|Year : 2015 | Volume
| Issue : 4 | Page : 605-610
Carcinoma of buccal mucosa: A site specific clinical audit
V Singhania, BV Jayade, V Anehosur, K Gopalkrishnan, N Kumar
Department of Oral and Maxillofacial Surgery, Craniofacial Unit, SDM College of Dental Sciences and Hospital,
Dharwad, Karnataka, India
|Date of Web Publication||10-Mar-2016|
Department of Oral and Maxillofacial Surgery, Craniofacial Unit, SDM College of Dental Sciences and Hospital,
Source of Support: None, Conflict of Interest: None
BACKGROUND: Carcinoma of buccal mucosa is the most common cancer of the oral cavity in India. Treatment of oral cancer poses unique reconstructive challenges, owing to the dynamic architecture of the oral cavity.
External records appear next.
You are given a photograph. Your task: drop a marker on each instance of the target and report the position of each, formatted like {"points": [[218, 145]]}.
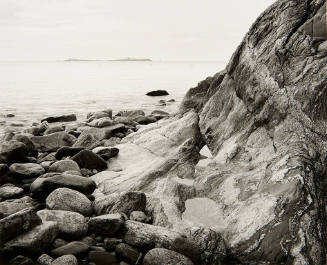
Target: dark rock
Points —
{"points": [[17, 223], [76, 248], [106, 225], [52, 142], [165, 257], [21, 260], [157, 93], [62, 118], [69, 200], [26, 170], [36, 240], [13, 152], [65, 260], [69, 223], [88, 159], [102, 258], [111, 243], [44, 185], [67, 151], [63, 166], [128, 253]]}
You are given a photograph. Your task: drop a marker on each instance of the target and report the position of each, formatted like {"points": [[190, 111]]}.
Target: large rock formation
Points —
{"points": [[264, 120]]}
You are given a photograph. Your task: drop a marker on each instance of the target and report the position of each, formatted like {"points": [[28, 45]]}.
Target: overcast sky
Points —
{"points": [[109, 29]]}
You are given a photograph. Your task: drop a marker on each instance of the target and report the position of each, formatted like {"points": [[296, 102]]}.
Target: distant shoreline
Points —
{"points": [[115, 60]]}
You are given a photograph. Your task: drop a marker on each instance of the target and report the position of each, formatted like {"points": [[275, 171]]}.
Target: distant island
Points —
{"points": [[116, 60]]}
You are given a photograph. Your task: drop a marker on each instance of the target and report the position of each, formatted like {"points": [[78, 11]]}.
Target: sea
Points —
{"points": [[30, 91]]}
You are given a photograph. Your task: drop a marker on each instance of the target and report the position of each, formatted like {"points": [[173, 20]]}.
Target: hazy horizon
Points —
{"points": [[38, 30]]}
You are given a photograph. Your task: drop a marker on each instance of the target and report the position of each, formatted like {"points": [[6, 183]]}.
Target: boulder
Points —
{"points": [[106, 225], [52, 142], [75, 248], [26, 170], [102, 258], [165, 257], [13, 152], [69, 200], [61, 118], [17, 223], [128, 253], [156, 93], [67, 151], [69, 223], [36, 240], [63, 166], [65, 260], [88, 159], [9, 191], [45, 184]]}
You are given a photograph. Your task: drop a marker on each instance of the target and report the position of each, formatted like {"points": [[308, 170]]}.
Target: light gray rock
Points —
{"points": [[106, 225], [165, 257], [35, 240], [69, 223], [26, 170], [69, 200], [64, 165]]}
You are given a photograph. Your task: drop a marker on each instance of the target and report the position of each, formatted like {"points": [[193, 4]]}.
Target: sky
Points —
{"points": [[181, 30]]}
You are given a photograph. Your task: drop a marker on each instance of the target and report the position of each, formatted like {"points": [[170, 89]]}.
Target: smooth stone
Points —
{"points": [[69, 223], [65, 260], [106, 225], [165, 257], [127, 253], [102, 258], [36, 240], [17, 223], [74, 248], [156, 93], [9, 191], [67, 151], [26, 170], [13, 152], [44, 259], [63, 166], [69, 200], [88, 159], [52, 142], [61, 118], [45, 185]]}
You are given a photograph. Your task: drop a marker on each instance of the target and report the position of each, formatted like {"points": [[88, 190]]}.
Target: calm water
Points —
{"points": [[32, 90]]}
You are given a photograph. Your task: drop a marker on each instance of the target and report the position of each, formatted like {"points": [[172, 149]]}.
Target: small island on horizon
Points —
{"points": [[114, 60]]}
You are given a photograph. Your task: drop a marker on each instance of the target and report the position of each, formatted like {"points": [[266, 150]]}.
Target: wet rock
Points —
{"points": [[26, 170], [63, 166], [88, 159], [36, 240], [106, 225], [73, 248], [43, 186], [67, 151], [127, 253], [52, 142], [165, 257], [62, 118], [44, 259], [69, 223], [102, 258], [157, 93], [17, 223], [139, 217], [13, 152], [65, 260], [9, 191], [69, 200]]}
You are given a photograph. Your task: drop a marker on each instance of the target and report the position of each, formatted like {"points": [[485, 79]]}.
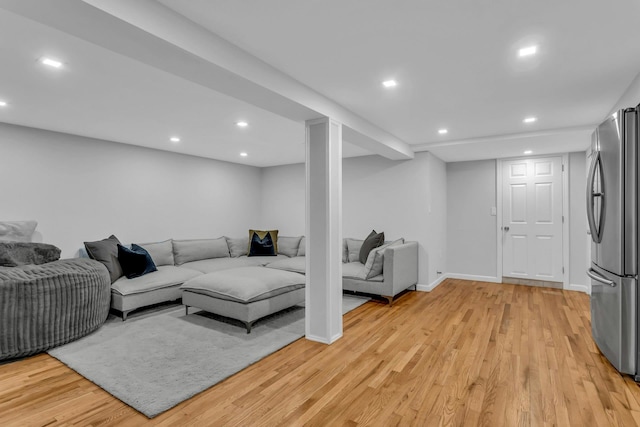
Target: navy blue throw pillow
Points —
{"points": [[263, 243], [135, 262]]}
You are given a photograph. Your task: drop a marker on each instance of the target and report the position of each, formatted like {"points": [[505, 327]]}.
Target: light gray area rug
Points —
{"points": [[154, 361]]}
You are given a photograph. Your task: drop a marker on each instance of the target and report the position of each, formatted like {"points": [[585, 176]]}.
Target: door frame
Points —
{"points": [[565, 213]]}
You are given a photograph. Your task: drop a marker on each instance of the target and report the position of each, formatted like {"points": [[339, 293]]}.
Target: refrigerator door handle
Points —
{"points": [[598, 278], [596, 231]]}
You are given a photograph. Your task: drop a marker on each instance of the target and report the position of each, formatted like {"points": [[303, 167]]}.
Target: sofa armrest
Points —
{"points": [[400, 269]]}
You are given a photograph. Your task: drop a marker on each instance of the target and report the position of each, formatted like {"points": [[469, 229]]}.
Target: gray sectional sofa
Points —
{"points": [[393, 269]]}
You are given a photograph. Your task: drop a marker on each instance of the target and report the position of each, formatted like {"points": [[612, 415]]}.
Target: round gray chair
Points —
{"points": [[44, 306]]}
Despite current progress in various treatment modalities, over the past 50 years survival rates have not improved drastically. Although, philosophy on treatment of buccal mucosa carcinoma remains well-established, due to the relative paucity of reported data, retrospective reviews of institutional experiences are of prime importance. This study provides a detailed insight on this site specific cancer of the oral cavity in the Indian population. AIM: The aim of this study is to analyze our experience with the management of carcinoma of buccal mucosa; associated clinical presentation, outcomes and prognostic factors. SETTINGS AND DESIGN: A retrospective chart review was performed of all cases of primary buccal mucosa carcinoma treated surgically between years 2008 and 2012 in SDM Craniofacial Unit, Karnataka, India. MATERIALS AND METHODS: All cases were analyzed based on patient characteristics, clinical presentation, surgical and adjuvant therapy rendered and treatment outcomes. A retrospective chart review was carried out using the hospital's data base for the same. STATISTICAL ANALYSIS USED: Kaplan-Meier methods were used for analyzing disease free survival (DFS). Univariate analysis of prognostic factors was performed with log rank test. RESULTS: The significant variables in univariate analysis were: Overall stage, T-stage (T1/T2 vs. T3/T4) and nodal status (N0 vs. N+). We found that staging, tumor size and nodal status were significant prognostic factors for DFS. CONCLUSION: The strong influence of overall disease stage, tumor size, nodal status, final histopathological report and habits of tobacco/betel quid chewing, on prognosis; emphasizes the importance of early diagnosis and prevention of carcinoma of buccal mucosa in the Indian population.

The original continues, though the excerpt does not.